Een Rijmer van de Conservatieve partij.
Niet één weet klank aan klank zoo kunstig saam te voegen
En woorden zonder slot in verzen af te ploegen,
Wier hemelval zóó zeer het open oor bekoort
Van 't luistervast publiek: - al wie hem leest of hoort
Gevoelt een zeker iets door merg en beenen dringen,
Dat heimlijk lokt, om meê te lollen en te zingen.
Niet één weet zoo perfect gevoelvol af te breken
Waar midden in zijn vaart een kruk zou blijven steken...
Hij, die zijn lezers kent, stopt in dien bangen stond,
Met handen-vol moraal, hun opgespalkten mond;
Zoodat wie 't niet begrijpt, voor 't minst het moet be wonderen
En in zijn vromigheid zijn hart laat overdonderen.
Niet één weet zoo precies de passies na te rekenen,
En wat de duivel en zijn malle moêr beteekenen;
Niet één van stille deugd en kalmte van gemoed,
En hoe men werkloos in zijn lot berusten moet,
Zoo vol gezaligdheid, weekhartig op te citeren,
Dat elk zijn hersenbrij voelt tot een traan verpieteren.
Hij kent de hoogste wet en weet in rijm te spreken,
Van 't geen hij binnen in de menschen heeft bekeken;
Hij is de orakelmond, die alles duidlijk maakt
En van de rest verkondt, dat ze u geen blixem raakt.
Hem heeft de Godheid zelf, per Seraphijn, doen weten
Dat hij gerust naar zich de wereld af kan meten.
Hij lijmt, nooit zeulens moê, zijn bijbelsche verhalen
(Om, nota bene, niets profaans er bij te halen)
Met lumineuse idées van la Martine aan een;
Zelfs zegt men dat hij soms bij Hugo gaat ter leen, -
Ofschoon hij voor 't publiek dien twijflaar blijft ontkennen,
Die veel te geniaal en veel te jong dorst pennen.

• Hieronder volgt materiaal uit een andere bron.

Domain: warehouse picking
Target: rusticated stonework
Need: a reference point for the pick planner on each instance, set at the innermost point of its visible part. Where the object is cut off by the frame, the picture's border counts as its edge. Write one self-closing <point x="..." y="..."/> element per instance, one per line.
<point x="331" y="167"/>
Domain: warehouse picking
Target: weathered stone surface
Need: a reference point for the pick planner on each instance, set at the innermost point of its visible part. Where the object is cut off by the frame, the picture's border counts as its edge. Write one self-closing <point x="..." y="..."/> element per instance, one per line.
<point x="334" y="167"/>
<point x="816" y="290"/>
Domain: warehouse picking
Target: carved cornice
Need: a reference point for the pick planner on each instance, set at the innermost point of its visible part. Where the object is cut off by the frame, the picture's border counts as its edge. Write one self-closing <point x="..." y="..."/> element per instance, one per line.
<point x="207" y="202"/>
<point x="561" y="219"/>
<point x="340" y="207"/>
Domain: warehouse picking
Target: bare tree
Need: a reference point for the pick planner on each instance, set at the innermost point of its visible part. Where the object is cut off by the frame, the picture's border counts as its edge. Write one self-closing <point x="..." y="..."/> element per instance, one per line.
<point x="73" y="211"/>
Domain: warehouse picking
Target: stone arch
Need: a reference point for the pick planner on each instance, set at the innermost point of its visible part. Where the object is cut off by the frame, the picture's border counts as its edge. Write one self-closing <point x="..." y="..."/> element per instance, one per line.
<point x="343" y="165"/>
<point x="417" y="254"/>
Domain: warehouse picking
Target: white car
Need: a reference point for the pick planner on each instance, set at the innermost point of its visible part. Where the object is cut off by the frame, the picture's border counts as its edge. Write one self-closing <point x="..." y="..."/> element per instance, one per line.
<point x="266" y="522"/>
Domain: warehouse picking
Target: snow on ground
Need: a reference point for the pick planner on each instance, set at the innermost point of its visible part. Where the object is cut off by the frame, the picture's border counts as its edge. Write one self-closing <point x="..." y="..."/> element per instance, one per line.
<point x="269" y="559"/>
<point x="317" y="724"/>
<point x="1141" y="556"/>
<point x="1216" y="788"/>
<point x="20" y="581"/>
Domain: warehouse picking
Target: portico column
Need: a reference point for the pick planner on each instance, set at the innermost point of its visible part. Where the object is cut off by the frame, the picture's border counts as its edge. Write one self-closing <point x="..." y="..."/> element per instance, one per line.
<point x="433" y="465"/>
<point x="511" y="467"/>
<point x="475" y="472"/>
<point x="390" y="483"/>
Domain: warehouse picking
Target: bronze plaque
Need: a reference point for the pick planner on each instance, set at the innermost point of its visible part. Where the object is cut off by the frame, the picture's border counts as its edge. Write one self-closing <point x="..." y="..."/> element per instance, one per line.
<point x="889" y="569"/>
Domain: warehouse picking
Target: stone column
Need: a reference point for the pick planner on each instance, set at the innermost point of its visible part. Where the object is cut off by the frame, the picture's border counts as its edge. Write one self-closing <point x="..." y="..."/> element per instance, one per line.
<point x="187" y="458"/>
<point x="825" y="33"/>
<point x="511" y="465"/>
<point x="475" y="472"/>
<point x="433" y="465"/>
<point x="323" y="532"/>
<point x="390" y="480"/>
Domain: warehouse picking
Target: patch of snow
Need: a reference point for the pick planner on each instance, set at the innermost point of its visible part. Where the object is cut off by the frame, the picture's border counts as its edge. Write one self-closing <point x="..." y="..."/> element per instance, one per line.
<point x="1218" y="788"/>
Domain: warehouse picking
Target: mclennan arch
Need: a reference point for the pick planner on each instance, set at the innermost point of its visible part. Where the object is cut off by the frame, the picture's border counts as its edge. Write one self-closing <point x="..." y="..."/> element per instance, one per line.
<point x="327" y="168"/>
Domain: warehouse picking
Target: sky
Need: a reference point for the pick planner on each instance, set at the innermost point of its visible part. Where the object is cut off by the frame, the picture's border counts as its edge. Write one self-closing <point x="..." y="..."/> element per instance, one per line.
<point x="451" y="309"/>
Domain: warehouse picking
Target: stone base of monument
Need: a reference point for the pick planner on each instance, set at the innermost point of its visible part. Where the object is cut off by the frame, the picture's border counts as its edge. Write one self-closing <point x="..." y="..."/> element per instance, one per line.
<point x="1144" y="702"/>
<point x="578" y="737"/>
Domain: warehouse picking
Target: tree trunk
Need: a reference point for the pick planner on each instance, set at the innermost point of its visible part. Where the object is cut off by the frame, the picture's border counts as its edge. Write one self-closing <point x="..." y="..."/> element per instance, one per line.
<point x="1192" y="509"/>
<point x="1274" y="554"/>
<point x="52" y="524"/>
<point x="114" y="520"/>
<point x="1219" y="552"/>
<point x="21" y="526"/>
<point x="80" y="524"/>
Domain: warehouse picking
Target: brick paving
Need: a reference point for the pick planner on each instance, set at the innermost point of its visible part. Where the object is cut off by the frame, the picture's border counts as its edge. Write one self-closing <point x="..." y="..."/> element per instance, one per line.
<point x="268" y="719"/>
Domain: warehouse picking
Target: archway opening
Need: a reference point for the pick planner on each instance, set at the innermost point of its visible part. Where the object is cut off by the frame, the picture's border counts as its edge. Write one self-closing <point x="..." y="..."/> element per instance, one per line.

Hij rijmt, nooit rijmens moê, zijn vrome nachtgezigten
(Om meer oorspronkelijk het menschdom voor te lichten)
Bedroefder dan bedroefd tot leergedichten zaam: -
Hij rijmt bij zon en maan en heel de sante-kraam,
Per fas et nefas 't stout bestaan der rede er onder
En sticht het Neêrlandsch volk met wonder boven wonder.
Hij is een afgezant van uit de hooge hemelen,
En ziet ons in het stof, als vunze pieren wemelen;
Hij is poëet profeet, zijn Godenleer zal 't land
Behoeden voor de kwaal van 't wakkerend verstand; -
Hij is een ziener, hij, een éénoog onder blinden,
Orgaan der nulheid, coryfee der welgezinden.
Nooit denkt de goejert, maar hij rijmt dag in, dag uit,
Zijn lauwer zal, let wel, voor 't minst naar zijn gedachte
Zoo groen als gras zijn nog bij 't verste nageslachte!
En als de Tijdgeest eens, bij 't jongste stoomgefluit
En loode dampkringswigt dol razend uit zal hollen,
Wordt nog zijn wijsheid uitgetoetert en getuit,
Daar 't menschdom (kijk! dan steekt nog eens ons Neêrland uit!)
Gedwee den boetprijs dokt voor 't eeuwig knikkebollen.